There were only core nodes - no separate user nodes. The suspicion is that the user pods are using up just enough resources that the core pods are being starved.

### 09:23 PM

Based on [tests on how much RAM WER needs](https://github.com/2i2c-org/docs/issues/15), we had set a limit of 2G but guarantee of only 512M - a 4x overcommit as we often do. However, the tests revealed that users almost always use just under 1G of RAM, so our overcommit should've been just 2x. We just [remove overcommit](https://github.com/2i2c-org/infrastructure/pull/88) for now.
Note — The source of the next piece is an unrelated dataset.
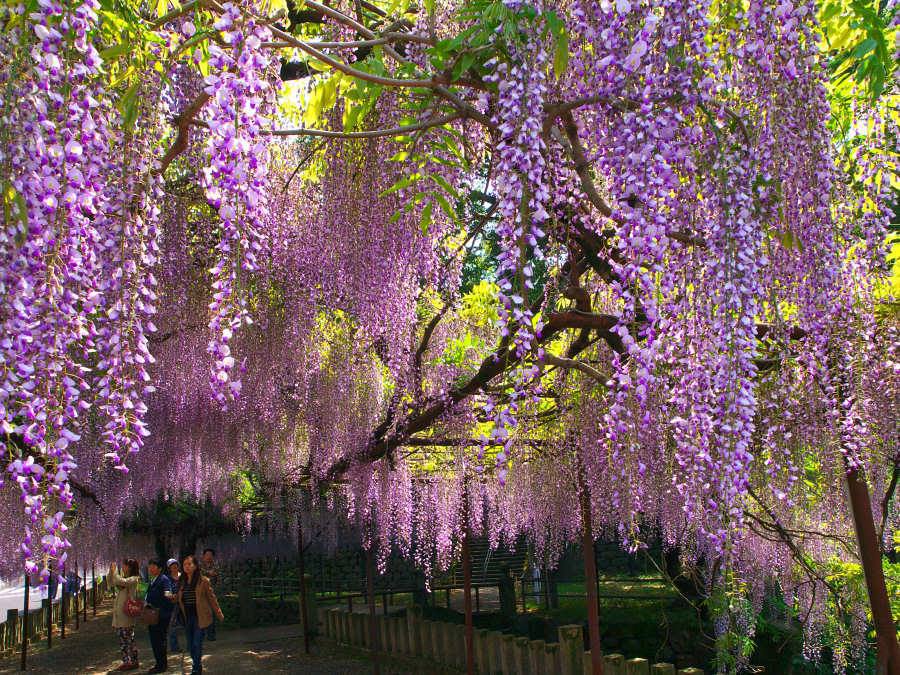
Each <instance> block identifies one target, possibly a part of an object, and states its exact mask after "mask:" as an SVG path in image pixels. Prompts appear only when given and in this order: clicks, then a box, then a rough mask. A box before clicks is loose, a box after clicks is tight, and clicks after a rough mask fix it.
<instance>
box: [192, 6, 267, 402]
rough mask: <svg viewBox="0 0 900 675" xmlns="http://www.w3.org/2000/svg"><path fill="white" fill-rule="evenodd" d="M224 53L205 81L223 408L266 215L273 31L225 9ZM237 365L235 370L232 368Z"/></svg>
mask: <svg viewBox="0 0 900 675" xmlns="http://www.w3.org/2000/svg"><path fill="white" fill-rule="evenodd" d="M215 28H216V29H217V30H220V31H222V34H223V37H224V40H225V44H226V45H227V46H226V47H219V46H217V45H213V46H212V47H211V58H210V70H211V72H210V75H208V76H207V77H206V79H205V83H206V88H205V92H206V93H207V94H208V95H209V96H210V103H209V104H208V106H207V111H208V114H207V118H206V121H207V125H208V126H209V132H210V133H209V136H208V139H207V142H206V154H207V156H208V158H209V166H208V167H206V168H205V169H204V170H203V185H204V188H205V190H206V197H207V199H208V200H209V203H210V205H211V206H212V207H213V208H214V209H216V211H217V213H218V215H219V218H220V219H221V227H222V232H221V239H220V240H219V242H218V244H217V245H216V251H217V254H218V257H217V260H216V263H215V265H214V266H213V267H212V269H211V271H210V273H211V275H212V278H213V281H212V287H213V298H212V301H211V302H210V306H209V309H210V314H211V317H210V322H209V327H210V330H211V331H212V332H213V337H212V339H211V340H210V342H209V346H208V351H209V354H210V355H211V356H212V358H213V359H214V363H213V366H212V370H211V375H210V380H209V381H210V386H211V387H212V390H213V394H214V396H215V398H216V400H217V401H218V402H219V403H220V404H222V405H223V406H224V405H227V404H228V402H229V401H232V400H234V399H235V398H237V397H239V396H240V392H241V381H240V377H239V371H240V366H239V364H238V363H237V361H236V360H235V356H234V354H232V352H231V347H230V344H231V341H232V337H233V335H234V334H235V332H237V331H238V330H239V329H240V328H241V327H242V326H245V325H249V324H250V323H252V319H251V317H250V313H249V312H248V310H247V303H248V301H249V297H248V296H249V294H250V287H251V285H252V275H253V273H254V272H256V271H257V270H258V269H259V261H258V256H259V254H260V252H261V250H262V247H263V231H264V220H265V217H266V213H267V204H266V202H267V199H268V196H267V192H266V188H267V185H268V183H267V171H268V144H267V138H268V137H267V136H266V135H265V134H264V130H265V129H266V128H267V127H268V126H269V123H268V121H267V112H268V109H269V107H270V105H271V102H272V96H273V93H272V85H271V83H270V82H269V80H268V78H267V77H266V74H267V70H268V68H269V63H270V62H269V59H268V57H267V55H266V53H265V52H263V51H262V50H261V49H260V47H261V44H262V42H263V41H265V40H267V39H269V37H270V31H269V30H268V29H267V28H266V27H264V26H261V25H257V24H256V22H255V21H254V20H253V19H245V18H244V17H243V16H242V14H241V11H240V9H239V8H238V6H236V5H234V4H232V3H227V4H226V5H225V12H224V13H223V15H222V16H221V17H219V19H218V20H217V22H216V24H215ZM236 366H237V370H236Z"/></svg>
This will also probably spawn another node, thus easing pressure on the other existing nodes.

### 09:24 PM

We [bump resource guarantees](https://github.com/2i2c-org/infrastructure/commit/88767d85c306784754560dedc1d5ac7abdb8a2a0) for all the core pods as well, so they will have enough to operate even if the nodes get full. This restarts the pods, and moves some to a new node - which also helps. Things seem to return to normal.

### 09:46 PM

The [issue is closed](https://github.com/2i2c-org/docs/issues/27#issuecomment-718044571) and everything seems fine

## Action Items

- Make sure user pods are in a separate pool, so they do not create pressure on the core pods <https://github.com/2i2c-org/infrastructure/issues/89>
- Set limits on the support infrastructure (prometheus, grafana, ingress) as well <https://github.com/2i2c-org/infrastructure/issues/90>
- Document and think about overcommit ratios for memory usage <https://github.com/2i2c-org/infrastructure/issues/91>
- Setup better Grafana dashboards to monitor resource usage <https://github.com/2i2c-org/infrastructure/issues/92>
- Document how folks can get `kubectl` access to the cluster, so others can look into issues too <https://github.com/2i2c-org/infrastructure/issues/87>